We learned how the sugar shanty in Quebec becomes a place of revelry and feasting, especially in the spring during maple syrup season. Quebecers dine out at shanties throughout the region, where they serve traditional dinners of maple ham, pea soup, maple pie, eggs, and other hearty fare. Well, that is quite an idea. Unfortunately, sugar shacks in the North Country do not operate as restaurants. However, I know how much we also welcome spring after the long winter. Quebecers have good form!

IMG_0563When we left the island and crossed back over the bridge to mainland Quebec, I marveled again at how shallow and rocky the water along the shore, how tricky the narrow channel with tides.
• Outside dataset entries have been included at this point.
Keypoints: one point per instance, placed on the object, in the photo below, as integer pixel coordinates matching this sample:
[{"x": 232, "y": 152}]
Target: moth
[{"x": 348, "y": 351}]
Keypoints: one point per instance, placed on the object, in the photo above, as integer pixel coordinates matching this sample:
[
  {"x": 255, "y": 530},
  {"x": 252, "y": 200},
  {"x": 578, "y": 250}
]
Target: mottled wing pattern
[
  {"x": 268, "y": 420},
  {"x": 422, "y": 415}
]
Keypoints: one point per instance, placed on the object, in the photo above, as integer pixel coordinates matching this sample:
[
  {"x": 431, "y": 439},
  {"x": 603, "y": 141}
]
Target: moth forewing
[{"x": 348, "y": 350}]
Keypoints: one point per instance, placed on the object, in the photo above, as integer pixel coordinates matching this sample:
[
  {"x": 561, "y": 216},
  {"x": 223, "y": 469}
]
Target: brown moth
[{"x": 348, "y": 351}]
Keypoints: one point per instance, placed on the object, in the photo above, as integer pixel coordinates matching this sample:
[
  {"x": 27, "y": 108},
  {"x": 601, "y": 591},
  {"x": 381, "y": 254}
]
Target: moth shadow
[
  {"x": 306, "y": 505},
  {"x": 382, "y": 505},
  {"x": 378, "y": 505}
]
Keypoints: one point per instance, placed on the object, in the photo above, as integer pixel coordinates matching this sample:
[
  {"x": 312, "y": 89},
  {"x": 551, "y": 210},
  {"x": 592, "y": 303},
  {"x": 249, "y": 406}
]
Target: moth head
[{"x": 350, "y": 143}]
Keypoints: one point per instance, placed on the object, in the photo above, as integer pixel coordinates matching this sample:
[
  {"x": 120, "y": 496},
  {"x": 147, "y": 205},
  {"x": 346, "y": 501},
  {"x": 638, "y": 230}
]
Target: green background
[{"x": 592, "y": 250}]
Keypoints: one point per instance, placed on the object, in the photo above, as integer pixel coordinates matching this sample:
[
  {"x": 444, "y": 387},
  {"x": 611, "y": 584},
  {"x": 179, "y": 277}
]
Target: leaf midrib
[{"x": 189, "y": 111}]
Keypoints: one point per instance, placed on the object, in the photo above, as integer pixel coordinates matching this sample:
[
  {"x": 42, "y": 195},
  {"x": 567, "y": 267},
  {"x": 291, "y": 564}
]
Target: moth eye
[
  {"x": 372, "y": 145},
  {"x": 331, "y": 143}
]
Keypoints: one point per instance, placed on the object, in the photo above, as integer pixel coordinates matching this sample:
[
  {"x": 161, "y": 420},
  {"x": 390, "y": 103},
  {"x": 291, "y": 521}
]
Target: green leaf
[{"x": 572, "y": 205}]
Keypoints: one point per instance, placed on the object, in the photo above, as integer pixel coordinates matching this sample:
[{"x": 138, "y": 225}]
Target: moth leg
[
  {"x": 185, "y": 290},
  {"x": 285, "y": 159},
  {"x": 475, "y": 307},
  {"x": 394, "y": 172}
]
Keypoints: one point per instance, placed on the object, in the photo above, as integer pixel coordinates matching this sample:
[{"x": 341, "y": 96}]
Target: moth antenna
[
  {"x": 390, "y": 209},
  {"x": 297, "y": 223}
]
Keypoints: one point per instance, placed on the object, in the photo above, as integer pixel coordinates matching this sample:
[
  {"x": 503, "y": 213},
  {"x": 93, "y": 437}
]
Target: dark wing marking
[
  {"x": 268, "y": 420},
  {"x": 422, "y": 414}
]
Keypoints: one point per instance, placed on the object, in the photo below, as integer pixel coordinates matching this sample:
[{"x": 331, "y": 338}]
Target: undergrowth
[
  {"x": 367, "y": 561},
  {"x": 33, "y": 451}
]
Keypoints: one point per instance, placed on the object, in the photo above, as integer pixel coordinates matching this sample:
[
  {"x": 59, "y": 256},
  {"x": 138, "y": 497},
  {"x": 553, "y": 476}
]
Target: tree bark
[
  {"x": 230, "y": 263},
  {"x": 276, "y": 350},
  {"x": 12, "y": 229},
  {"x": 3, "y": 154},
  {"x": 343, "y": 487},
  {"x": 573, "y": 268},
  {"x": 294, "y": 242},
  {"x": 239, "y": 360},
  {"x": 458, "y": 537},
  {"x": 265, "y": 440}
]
Our guide noted that the river on the eastern end of the island is freshwater, in the middle it’s brackish and on the western end it is saltwater, as the Gulf of St. Lawrence and Atlantic Ocean are not far from here. On the ship we’d learned from the naturalist about the beluga whales that live in this river — some near Montreal and others not terribly far from here. Their DNA is distinct from belugas anywhere else in the world. Oh, what I would have given to have seen one!

We continued climbing in altitude until we reached Montmorency Falls Manor at the top of the falls. Here we were served afternoon tea with a lovely maple cake. After a bit of fall-gawking, we traveled on, climbing higher still into the Laurentian foothills and Lac Beauport region. It is beautiful country and quite exclusive, too — home to Patrick Roi and friends.

We were tired, the sun was sinking, and I was glad when we headed back to the pier. We’d covered a lot of ground in Quebec City, making the most of the short time that we had. But it is one of those places I sure do hope to return to one day. The next trip should be in summer, I think!